WILLIAMSTOWN, Mass. — The Williams College Museum of Art (WCMA) opens a new exhibition, "Cracking the Cosmic Code: Numerology in Medieval Art."
 
The exhibit opened on March 22.
 
According to a press release: 
 
The idea that numbers emanate sacred significance, and connect the past with the future, is prehistoric and global. Rooted in the Babylonian science of astrology, medieval Christian numerology taught that God created a well-ordered universe. Deciphering the universe's numerical patterns would reveal the Creator's grand plan for humanity, including individual fates. 
 
This unquestioned concept deeply pervaded European cultures through centuries.

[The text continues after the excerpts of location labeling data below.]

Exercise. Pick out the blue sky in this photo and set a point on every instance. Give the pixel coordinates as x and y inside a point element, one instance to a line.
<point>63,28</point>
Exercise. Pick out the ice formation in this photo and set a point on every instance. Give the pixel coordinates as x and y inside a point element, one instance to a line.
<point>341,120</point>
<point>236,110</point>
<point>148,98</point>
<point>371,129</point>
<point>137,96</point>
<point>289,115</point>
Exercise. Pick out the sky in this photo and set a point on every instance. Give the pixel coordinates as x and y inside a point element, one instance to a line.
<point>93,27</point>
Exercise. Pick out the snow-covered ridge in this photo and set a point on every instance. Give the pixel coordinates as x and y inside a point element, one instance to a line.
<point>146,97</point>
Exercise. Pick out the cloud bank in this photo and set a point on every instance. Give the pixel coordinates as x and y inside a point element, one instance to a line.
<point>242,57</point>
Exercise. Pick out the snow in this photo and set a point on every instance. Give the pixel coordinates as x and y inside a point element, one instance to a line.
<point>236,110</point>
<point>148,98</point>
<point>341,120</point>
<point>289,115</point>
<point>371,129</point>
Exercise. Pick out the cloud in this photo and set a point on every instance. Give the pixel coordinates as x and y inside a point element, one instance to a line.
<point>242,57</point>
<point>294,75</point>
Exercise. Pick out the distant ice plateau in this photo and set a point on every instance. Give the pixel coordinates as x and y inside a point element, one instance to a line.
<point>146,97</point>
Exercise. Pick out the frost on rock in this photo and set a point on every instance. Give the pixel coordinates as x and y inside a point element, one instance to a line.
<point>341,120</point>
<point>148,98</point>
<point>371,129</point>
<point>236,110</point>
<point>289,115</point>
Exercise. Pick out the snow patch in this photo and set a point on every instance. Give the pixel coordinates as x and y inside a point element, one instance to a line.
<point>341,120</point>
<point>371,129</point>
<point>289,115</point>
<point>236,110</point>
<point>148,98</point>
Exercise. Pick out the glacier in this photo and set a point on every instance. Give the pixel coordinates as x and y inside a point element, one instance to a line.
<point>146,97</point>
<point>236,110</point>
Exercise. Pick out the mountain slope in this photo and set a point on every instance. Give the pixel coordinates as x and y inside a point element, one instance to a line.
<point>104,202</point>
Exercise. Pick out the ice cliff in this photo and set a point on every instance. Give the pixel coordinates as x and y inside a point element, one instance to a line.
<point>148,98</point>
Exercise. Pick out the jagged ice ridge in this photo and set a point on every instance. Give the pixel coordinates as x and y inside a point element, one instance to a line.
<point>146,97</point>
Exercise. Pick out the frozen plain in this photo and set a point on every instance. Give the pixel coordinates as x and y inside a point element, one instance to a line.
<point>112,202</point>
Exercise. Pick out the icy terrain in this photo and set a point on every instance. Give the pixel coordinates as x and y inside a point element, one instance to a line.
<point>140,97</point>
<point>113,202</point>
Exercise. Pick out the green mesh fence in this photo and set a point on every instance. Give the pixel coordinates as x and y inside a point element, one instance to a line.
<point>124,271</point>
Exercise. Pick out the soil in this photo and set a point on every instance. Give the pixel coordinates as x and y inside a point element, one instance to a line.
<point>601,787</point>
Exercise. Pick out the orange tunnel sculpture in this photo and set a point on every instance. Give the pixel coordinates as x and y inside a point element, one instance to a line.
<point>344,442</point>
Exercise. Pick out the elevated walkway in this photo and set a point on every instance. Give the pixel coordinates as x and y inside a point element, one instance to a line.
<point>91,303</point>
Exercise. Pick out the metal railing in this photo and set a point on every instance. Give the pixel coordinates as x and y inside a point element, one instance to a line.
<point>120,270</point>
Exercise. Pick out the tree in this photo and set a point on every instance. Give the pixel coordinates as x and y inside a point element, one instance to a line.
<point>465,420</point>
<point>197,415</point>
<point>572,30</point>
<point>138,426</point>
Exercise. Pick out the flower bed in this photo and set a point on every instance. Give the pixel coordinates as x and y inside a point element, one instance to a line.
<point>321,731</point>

Theologians and lay people alike fervently interpreted the Bible literally and figuratively via number theory, because as King Solomon told God, "Thou hast ordered all things in measure, and number, and weight" (Wisdom 11:22). 
 
"Cracking the Cosmic Code" explores medieval relationships among numbers, events, and works of art. The medieval and Renaissance art on display in this exhibition from the 5th to 17th centuries—including a 15th-century birth platter by Lippo d'Andrea from Florence; a 14th-century panel fragment with courtly scenes from Palace Curiel de los Ajos, Valladolid, Spain; and a 12th-century wall capital from the Monastery at Moutiers-Saint-Jean—reveal numerical patterns as they relate to architecture, literature, gender, and timekeeping. 
 
"There was no realm of thought that was not influenced by the all-consuming belief that all things were celestially ordered, from human life to stones, herbs, and metals," said WCMA Assistant Curator Elizabeth Sandoval, who curated the exhibition. "As Vincent Foster Hopper expounds, numbers were 'fundamental realities, alive with memories and eloquent with meaning.' These artworks tease out numerical patterns and their multiple possible meanings, in relation to gender, literature, and the celestial sphere. 
 
"The exhibition looks back while moving forward: It relies on the collection's strengths in Western medieval Christianity, but points to the future with goals of acquiring works from the global Middle Ages. It also nods to the history of the gallery as a medieval period room at this pivotal time in WCMA's history before the momentous move to a new building," Sandoval said.
 
Cracking the Cosmic Code runs through Dec. 22.